If you want a quick and dirty way to see if your server is having a tough time with checkpoint activity, you can run this to search your most recent error log for relevant messages.
- If you recently restarted your server, you may need to search additional error logs
- If you cycle your error logs frequently, you may need to search additional error logs
- If your server is associated with Cloud Nonsense© these commands may not work
CREATE TABLE #ErikLog ( LogDate datetime, ProcessInfo varchar(50), Text varchar(MAX) ); INSERT #ErikLog WITH(TABLOCK) ( LogDate, ProcessInfo, Text ) EXEC sys.xp_readerrorlog 0, --Just the first log file 1, --SQL Server error log N'FlushCache'; --Search string INSERT #ErikLog WITH(TABLOCK) ( LogDate, ProcessInfo, Text ) EXEC sys.xp_readerrorlog 0, --Just the first log file 1, --SQL Server error log N'saturation'; --Search string SELECT el.* FROM #ErikLog AS el ORDER BY el.LogDate; DROP TABLE IF EXISTS #ErikLog;
You can adjust the first parameter there to look back at older log files, too, if you need to.
So what happened? Was it everything you imagined?
Did You Find Anything?
If you got some hits searching through the error log, it may be a sign that you need to make a change.
- Who can change this? You!
- What change? Target Recovery Interval!
- Where do I change it? At the database level!
- When should I change it? Whenever, my friend!
- Why database level and not at the server level? If your databases are in an AG or something, you want the change to follow them to other servers!
- How do I change it? Like so!
DECLARE @sql nvarchar(max) = N''; SELECT @sql += N'ALTER DATABASE ' + QUOTENAME(d.name) + N' SET TARGET_RECOVERY_TIME = 60 SECONDS;' + NCHAR(13) FROM sys.databases AS d WHERE d.target_recovery_time_in_seconds <> 60 AND d.database_id > 4 AND d.state = 0 AND d.is_in_standby = 0 AND d.is_read_only = 0; SELECT cmd = @sql;
Why Are We Doing This?
Long checkpoints can cause all sorts of weirdball issues while they’re happening, and they don’t just happen when you run a checkpoint command.
Log and differential backups cause them, as well as internal stuff around recovery time.
- SQL 2016 – It Just Runs Faster: Indirect Checkpoint Default
- SQL Server : Large RAM and DB Checkpointing
The good news is that this is the default for databases creating on SQL Server 2016 or better.
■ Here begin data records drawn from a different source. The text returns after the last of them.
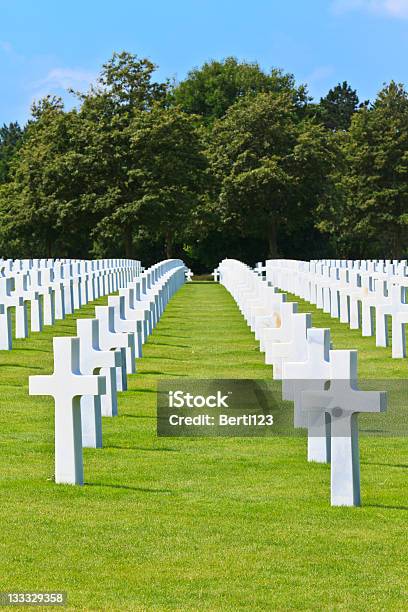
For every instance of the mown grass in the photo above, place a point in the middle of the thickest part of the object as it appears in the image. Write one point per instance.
(189, 523)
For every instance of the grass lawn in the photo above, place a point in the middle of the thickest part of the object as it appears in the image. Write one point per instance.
(196, 524)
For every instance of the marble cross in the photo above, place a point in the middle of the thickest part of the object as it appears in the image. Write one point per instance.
(132, 312)
(282, 332)
(111, 339)
(66, 385)
(293, 349)
(311, 374)
(95, 361)
(127, 326)
(343, 401)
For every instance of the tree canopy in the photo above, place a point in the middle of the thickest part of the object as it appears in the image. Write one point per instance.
(232, 161)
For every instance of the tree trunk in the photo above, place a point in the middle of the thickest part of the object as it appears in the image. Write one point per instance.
(128, 243)
(397, 243)
(272, 239)
(169, 245)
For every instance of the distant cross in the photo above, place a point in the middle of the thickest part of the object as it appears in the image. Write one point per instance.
(311, 374)
(66, 385)
(282, 332)
(133, 312)
(110, 339)
(189, 275)
(295, 348)
(95, 361)
(127, 326)
(342, 402)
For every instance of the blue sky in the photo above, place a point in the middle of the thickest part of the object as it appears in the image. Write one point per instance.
(47, 46)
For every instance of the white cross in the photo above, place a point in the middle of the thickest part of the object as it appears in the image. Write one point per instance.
(216, 275)
(393, 304)
(311, 374)
(282, 332)
(295, 348)
(127, 326)
(189, 274)
(135, 313)
(110, 339)
(66, 385)
(8, 299)
(342, 402)
(399, 320)
(95, 361)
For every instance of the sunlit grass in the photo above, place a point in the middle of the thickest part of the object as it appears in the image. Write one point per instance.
(188, 524)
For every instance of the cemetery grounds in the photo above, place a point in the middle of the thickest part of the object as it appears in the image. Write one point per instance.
(196, 523)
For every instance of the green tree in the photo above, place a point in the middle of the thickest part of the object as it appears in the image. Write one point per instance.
(338, 107)
(375, 184)
(39, 206)
(270, 166)
(164, 180)
(124, 88)
(210, 90)
(10, 139)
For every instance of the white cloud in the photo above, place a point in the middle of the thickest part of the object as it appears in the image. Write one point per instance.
(389, 8)
(65, 78)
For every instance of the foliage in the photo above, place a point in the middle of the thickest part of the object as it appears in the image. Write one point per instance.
(231, 161)
(373, 190)
(270, 165)
(209, 91)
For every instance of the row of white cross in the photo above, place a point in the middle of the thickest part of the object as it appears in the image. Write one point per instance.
(90, 368)
(321, 382)
(364, 294)
(54, 289)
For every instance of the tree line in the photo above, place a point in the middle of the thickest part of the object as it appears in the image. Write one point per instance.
(233, 161)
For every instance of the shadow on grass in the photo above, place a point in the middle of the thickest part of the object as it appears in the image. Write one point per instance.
(170, 344)
(158, 373)
(164, 358)
(396, 465)
(386, 507)
(127, 488)
(138, 416)
(142, 390)
(144, 448)
(19, 365)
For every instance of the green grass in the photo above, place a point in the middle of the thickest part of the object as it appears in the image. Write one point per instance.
(195, 524)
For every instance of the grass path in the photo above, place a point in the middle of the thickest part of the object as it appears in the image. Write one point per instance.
(188, 524)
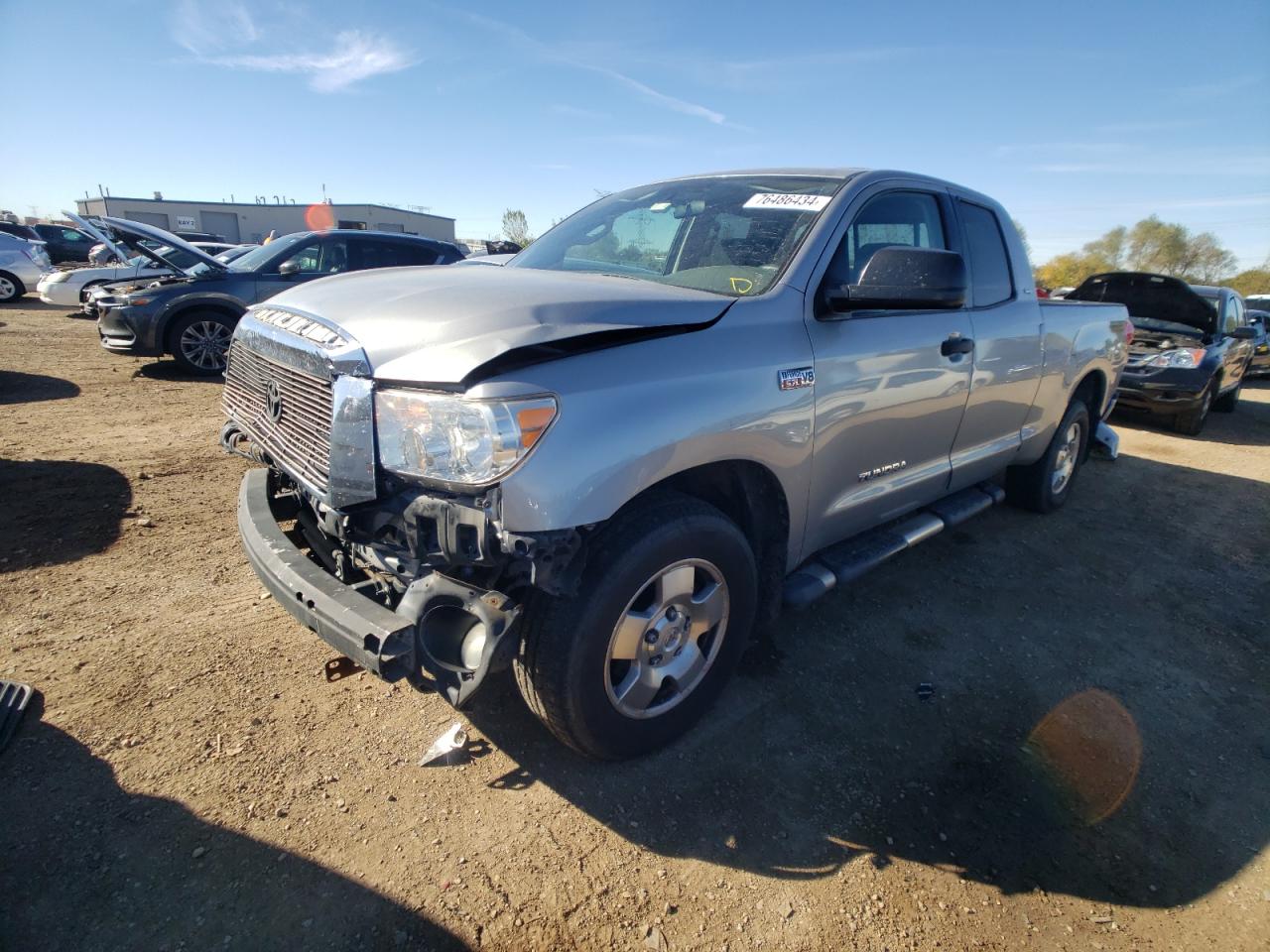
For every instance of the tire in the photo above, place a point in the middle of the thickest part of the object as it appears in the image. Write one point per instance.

The bad news is that most of you out there started creating your databases way before that, and you’ve just been restoring them to newer versions without checking out any of the hot new gadgets and gizmos available.
Not that I blame you. Stuff like this doesn’t exactly make headlines, and you’re busy with important stuff, like hemming and hawing over fill factor.
Thanks for reading!
Going Further
If this is the kind of SQL Server stuff you love learning about, you’ll love my training. I’m offering a 75% discount to my blog readers if you click from here. I’m also available for consulting if you just don’t have time for that and need to solve performance problems quickly.
Have you seen any issues making this change to a high OLTP environment?
My hesitation so far changing it is from MS’s warning about it, but I don’t know how prevalent the potential issue is.
The warning is here: https://docs.microsoft.com/en-us/sql/relational-databases/logs/change-the-target-recovery-time-of-a-database-sql-server?view=sql-server-ver15
Nope. Most the environments I make the change in are pretty high throughput OLTP anyway (usually with reporting on top).
Okay good to know thank you Erik!
good series, one thing that might be worth adding is checking tempdb has multiple files to avoid allocation contention issues
I don’t see many servers where there aren’t multiple tempdb files these days, but I do see plenty where the sizing is all screwed up. The thing is that fixing file sizes is kind of a pain without a reboot. I know there are ways to do it, but they often involve impairing prod servers in various ways: dropping buffers, clearing proc and system caches, etc. I don’t wanna tell people to run those.